Despite appearances, which play heavily upon the conventions made familiar by Mario, Braid is really more a puzzle game in the vein of Portal – and, it turns out, is no less tightly designed, no less sustained in its invention, than that title.
Each set of levels introduces a new twist, from which Braid squeezes an astonishing range of ideas without ever letting any one outstay its welcome. The first is that some items are immune to time-reversal. An early example sees you carefully rewinding to shift into phase a series of moving platforms – some normal, some time-exempt – so that you have enough evenly spaced steppingstones to cross a large gap.

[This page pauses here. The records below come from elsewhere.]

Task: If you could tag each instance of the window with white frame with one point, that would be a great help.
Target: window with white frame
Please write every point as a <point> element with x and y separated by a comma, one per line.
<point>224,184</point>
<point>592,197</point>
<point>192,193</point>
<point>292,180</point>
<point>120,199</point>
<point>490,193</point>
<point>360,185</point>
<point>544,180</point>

Later tiers allow you to drop time wells, which slow everything to greater degrees as they get closer to the epicentre, and another duplicates the player with every branch of the timeline – a shadowy doppelganger performing the actions you did yourself before the last rewind. Perhaps the most delightful and coherently realised of Braid’s tricks is seen in the third tier, where every step towards the right advances time in the world around you, and every step left reverses it.
Braid teaches you to understand the behaviour of these mechanics, and then ratchets up the convolution their usage requires, culminating in those exultant ‘ahhah!’ moments that are the hallmark of a superb puzzle. Only once or twice do they feel wanting. Sometimes you’ll work out the solution only to be repeatedly foiled by over-fussy platforming and, very occasionally, paradoxes create situations which, while consistent with the rules of the world, results in objects betraying visually jittery behaviour.
Such moments of questionable design are rare, and Braid triumphantly proves that the 2D platformer can be much more than the sum of its Goombas; more than a succession of pitfalls and traps. Where it stumbles, however, is in its storytelling – a somewhat awkward text appendage to the action, written in an impressionistic style that feels a little trite in its self-conscious obscurity. There is an attempt to reflect the story’s themes in the game design itself, but this is only really successful in the very final level, which underscores just how much more powerfully an idea can be expressed through the mechanics of play. It’s a disappointment, but one that can be easily skipped past.
Braid remains a beautiful and brilliantly demanding game that barely contains its dense population of ideas, taking its place alongside Geometry Wars and Pac-Man Championship Edition as one of the finest original titles available on Live Arcade.